Spring naar de content

Carnavallen in Rio en zika: van leven ga je nou eenmaal dood

Een oud-dispuutgenoot whatsappte mij van de week in paniek: ‘Don Arturo, ik ga vijf dagen met de mannen naar het carnaval in Rio. Tegen mijn vrouw heb ik verteld dat ik ga zalmvissen in Alaska, dat we dat meteen even kortsluiten. Jij hebt in Rio gewoond en weet veel van tropische ziektes. Hoe gevaarlijk is het zikavirus?’

Gepubliceerd op: Geplaatst in de volgende categorieën: door Arthur van Amerongen

Ik zuchtte diep en stak van wal: ‘Roderick, het is min tien in Anchorage. Maar goed, jouw vrouwtje geloofde ook dat die gemene druiper die je opliep in Zimbabwe van de wc-bril kwam. De enige remedie tegen enge kwalen in Rio de Janeiro is in je hotelkamer blijven zitten met een duikpak aan. En niet zoenen met het kamermeisje, zelfs niet als het gratis mag. Overigens werd Arie Boomsma ook met een veel te klein hoofdje geboren en die heeft het toch nog ver geschopt. Zo gevaarlijk is dat zikavirus dus ook weer niet. Bovendien is de tijgermug een schitterend beessie, heb je die wel eens goed van dichtbij bekeken?’

Ikzelf ben een medisch wonder. Dat zeiden ze van Herman Brood ook maar die is mooi dood. Zo overleefde ik tijdens mijn tropenjaren in Zuid-Amerika de knokkelkoorts, malaria, cholera, buiktyfus, hepatitus A, B en C, meningitis, diverse vormen van syfilis, slangenbeten, gewapende overvallen door kommersjele sekswerksters (al dan niet getransgendereerd) en last but not least acht soorten hardnekkige gonorroe waaronder de gevreesde anale variant uit Colombia. Ik ga ook gewoon overal op de toiletbril zitten zonder die eerst schoon te vegen. De pleegangers na mij, die moeten pas oppassen. Hygiëne zit tussen je oren. Tijdens mijn studietijd in Cairo werd ik bezocht door eerder genoemde dispuutgenoot. Hij was stomverbaasd dat ik in de Khan El-Khalili, de grootste en goorste soek ter wereld, kebabjes van kamelenvlees vrat, gegrilld door een melaatse Ali Baba.

Roderick wilde enkel in het Nijl-Hilton eten.

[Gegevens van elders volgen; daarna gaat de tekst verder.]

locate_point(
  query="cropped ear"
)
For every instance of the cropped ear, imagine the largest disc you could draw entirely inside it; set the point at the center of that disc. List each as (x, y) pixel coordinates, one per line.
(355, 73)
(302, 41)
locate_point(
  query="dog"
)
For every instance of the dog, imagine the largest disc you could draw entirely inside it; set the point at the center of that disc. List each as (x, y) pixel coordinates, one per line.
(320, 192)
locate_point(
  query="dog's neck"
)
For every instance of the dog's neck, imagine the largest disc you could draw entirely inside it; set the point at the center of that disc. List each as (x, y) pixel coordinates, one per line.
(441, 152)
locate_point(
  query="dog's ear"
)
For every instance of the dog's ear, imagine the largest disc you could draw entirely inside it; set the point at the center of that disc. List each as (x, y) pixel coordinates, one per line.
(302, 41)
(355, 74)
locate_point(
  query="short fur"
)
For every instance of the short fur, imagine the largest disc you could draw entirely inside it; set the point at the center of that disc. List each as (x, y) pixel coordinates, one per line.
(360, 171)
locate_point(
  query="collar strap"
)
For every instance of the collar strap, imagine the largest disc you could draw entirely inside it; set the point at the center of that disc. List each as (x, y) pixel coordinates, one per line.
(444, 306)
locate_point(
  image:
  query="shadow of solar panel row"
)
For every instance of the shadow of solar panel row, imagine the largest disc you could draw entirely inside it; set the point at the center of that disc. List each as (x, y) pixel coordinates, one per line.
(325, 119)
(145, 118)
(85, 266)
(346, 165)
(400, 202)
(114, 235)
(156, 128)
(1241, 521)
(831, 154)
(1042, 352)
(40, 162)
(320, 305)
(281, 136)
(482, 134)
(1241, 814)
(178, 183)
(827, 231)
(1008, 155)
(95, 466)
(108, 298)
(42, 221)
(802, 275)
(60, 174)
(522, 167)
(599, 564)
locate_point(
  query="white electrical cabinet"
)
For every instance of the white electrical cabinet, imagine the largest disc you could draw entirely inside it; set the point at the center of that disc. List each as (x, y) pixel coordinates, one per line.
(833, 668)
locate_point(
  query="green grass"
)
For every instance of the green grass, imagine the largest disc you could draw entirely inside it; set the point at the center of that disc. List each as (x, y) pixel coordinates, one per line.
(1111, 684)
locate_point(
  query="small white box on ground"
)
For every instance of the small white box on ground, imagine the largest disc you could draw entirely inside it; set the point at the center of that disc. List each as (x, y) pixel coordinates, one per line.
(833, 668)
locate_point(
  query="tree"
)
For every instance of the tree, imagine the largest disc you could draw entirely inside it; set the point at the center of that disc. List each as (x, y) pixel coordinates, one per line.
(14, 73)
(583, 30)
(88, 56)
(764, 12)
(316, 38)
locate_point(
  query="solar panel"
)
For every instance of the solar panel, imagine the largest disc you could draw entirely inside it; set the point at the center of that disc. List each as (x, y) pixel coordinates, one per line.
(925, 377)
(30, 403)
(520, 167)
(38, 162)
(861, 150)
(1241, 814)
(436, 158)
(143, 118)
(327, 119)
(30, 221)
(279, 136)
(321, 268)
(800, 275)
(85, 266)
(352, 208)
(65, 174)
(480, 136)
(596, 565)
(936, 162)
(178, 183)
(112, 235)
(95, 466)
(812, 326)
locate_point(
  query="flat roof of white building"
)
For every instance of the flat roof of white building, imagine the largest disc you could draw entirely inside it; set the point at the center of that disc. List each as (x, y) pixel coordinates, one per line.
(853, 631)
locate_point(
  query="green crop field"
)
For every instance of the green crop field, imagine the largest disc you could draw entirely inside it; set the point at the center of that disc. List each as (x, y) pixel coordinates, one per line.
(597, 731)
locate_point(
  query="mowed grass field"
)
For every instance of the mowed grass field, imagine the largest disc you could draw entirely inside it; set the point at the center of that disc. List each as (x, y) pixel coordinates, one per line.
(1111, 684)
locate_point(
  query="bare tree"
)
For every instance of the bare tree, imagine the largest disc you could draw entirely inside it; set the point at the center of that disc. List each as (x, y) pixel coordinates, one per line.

Ik zei: ‘Vooruit, om jou een pleizier te doen gaan we daar dan een cordon bleutje prikken. Maar vergeet niet dat in die keuken ook een Egyptenaar werkt die met zijn linkerhand jouw kipflapjes omdraait.’

Enfin, Roderick heeft een week op bed gelegen en kwam tien kilo lichter thuis hetgeen hem goed stond.

Ik heb drie keer het carnaval in Rio mogen meemaken en dat is geen sinecure, nog los van alle polonaisebacteriën, -streptokokken en -viri. Gelukkig was het meestal in de tijd van de baas want goedkoop is het niet, dat feestgedruis. Een lullig stoeltje op de slechtste plek in de Sambódromo, het door Oscar Niemeyer ontworpen stadion waar de grote optocht eindigt, kost klauwen met geld. De angstaanjagende beelden van gemaskerde mannen in gele pakken die de tribunes van de Sambódromo schoonspoten, deden herinneren aan de film Virus met Dustin Hoffman en gingen gans de wereld over. Alsof dat cosmetisch gefriemel helpt en de angst bij de carnavalsganger wegneemt.

Eerlijk gezegd word ik een beetje moe van bange mensen en vooral van mensen die voor alles bang zijn. Van leven ga je nou eenmaal dood. Het zal mij niets verbazen als de vaccinatiedienst van de GGD binnenkort met een preventief en peperduur middeltje tegen zika op de markt komt. Als een nietsvermoedende sukkel bij de GGD binnenloopt en zegt dat hij deze zomer in de Ardennen gaat kamperen en of ze misschien iets tegen reizigersdiarree hebben, krijgt hij een vaccinatiepakket van 200 euri in zijn maag gesplitst. Tip van Tuur: ga gewoon lekker carnavallen in Rio maar doe wel effe je Rolex-klokkie af in de polonaise. En van een ordinaire druiper is nog nooit iemand doodgegaan, al heb je veel uit te leggen aan moeders de vrouw als je met anale gonorroe van het zalmvissen in Alaska (hartje winter) thuiskomt. Alaaf!